Introduction
Professionals in the finance sector should undergo intensive training regarding ethical issues in finance to enable them to perform their duties with a high level of integrity. According to Angle (2004), ethics is the study of how individuals must behave in a given society. Some scholars regard it as the amount of respect a person gives others in his or her community (Boatright, 2010). It is also a study of moral standards used to determine the morality of an individual’s actions.
This paper looks at ethical behaviors, the importance of ethics in finance, and ethical issues in the financial sector. The conclusion gives a summary of the key points, as discussed in the paper.
Ethical Behaviors
I was employed as a financial accountant for a manufacturing firm. The managing director expected me to participate in a plot to make stakeholders believe that the business was doing well. For this to happen, the managing director wanted me to give a false account of stock goods to portray a rosy picture of the company’s operations. The greatest challenge was to ensure that I stand my ground and act in an unbiased manner. Although it was such a delicate matter, I did everything possible to make decisions based on the required financial reporting standards.
In another incident, the production department head approached me with an already signed cheque for me to countersign. The amount raised was to be used to purchase raw materials. Although he tried so hard to explain, I could not understand why he wanted me to sign a cheque that had been raised without following the correct procedure. My efforts to get the right facts about the transaction failed to bear fruit, and I declined to sign the cheque.
In a third incident, the company needed to process a customer’s refund. The managing director presented me with a request for a refund and insisted that the customer be paid cash right-away. When I sought to find out why the payment had to be in cash, the managing director refused to provide a sufficient explanation. According to him, it was none of my business to question his motives or reasons for any of his actions. Further probing revealed an anomaly, and based on my understanding of financial reporting standards, I refused to do as he wanted.
In a fourth incident, I was required to prepare accounting records that were to be used during a cost-cutting strategy. Apparently, the company was not performing well, and several people had to be retrenched. Given the good relationship I had with my colleagues, I was afraid that their jobs were at stake, and I was responsible for preparing a document to be used in determining their fate. I wondered whether it was possible for me to remain unbiased. Nevertheless, I had to do my part and finally presented the management team with the requested information.
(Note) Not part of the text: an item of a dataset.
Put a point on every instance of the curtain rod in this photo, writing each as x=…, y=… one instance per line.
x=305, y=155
Importance of Ethics in Finance
Generally, the growth of a business is related to effective financial management (Brigham & Houston, 2009). To win the confidence of employees, customers, and stakeholders, it is imperative for the government to ensure fairness and integrity in all areas of operation. By providing that work done follows strict financial ethics, a company can guarantee its integrity and subsequently improve its public image.
One company that has been accused of treating its employees unethically is Wal-Mart. Despite being such a respectable company, it subjected one of its employees to unfair treatment. The employee got involved in a serious road accident that left her confined to a wheelchair. Later, she received compensation from an insurance firm. Unfortunately, Wal-Mart later sued her and her family for what it had spent to treat her, and the court ruled in its favor.
Ethical Issues in Finance
One ethical issue I may encounter at the workplace is the theft of time. This may happen when employees deliberately come to work late or sneak out when no one is watching while pretending to be committed to their work. Ethically, it is wrong for anyone to work for less than the recommended minimum amount of time while receiving full payment.
I may also be required to deal with cases of deceitful employees stealing from the company. This may happen when such employees provide falsified documents in order to receive more than they are entitled to. It is unethical for any employee to abuse such privileges.
Dishonest suppliers who believe in giving bribes to get business from a company may also pose an ethical challenge to my career as a finance expert. As a professional finance practitioner, I will ensure that I stick to acceptable financial standards and will do work as expected.
I may also be required to deal with cases of employees colluding with suppliers or customers so as to steal from the company. A supplies officer in the company may, for example, strike a deal with a corrupt supplier to inflate commodity prices in order to receive illegal payments.
Conclusion
It is undoubtedly essential for all finance professionals to undergo elaborate training on ethical issues in order to do a commendable job. As can be deduced from the discussions in this paper, all finance professionals face severe ethical challenges, and as such, they must be well prepared.
References
Angle, C. (2004). Defining Ethics Good & Evil. Redding, CT: Philosophy Publishing Co.
Boatright, J. R. (2010). Finance Ethics: Critical Issues in Theory and Practice. Hoboken, NJ: John Wiley & Sons.
Brigham, E. F. & Houston, J. F. (2009). Fundamentals of Financial Management. Mason, OH: Cengage Learning.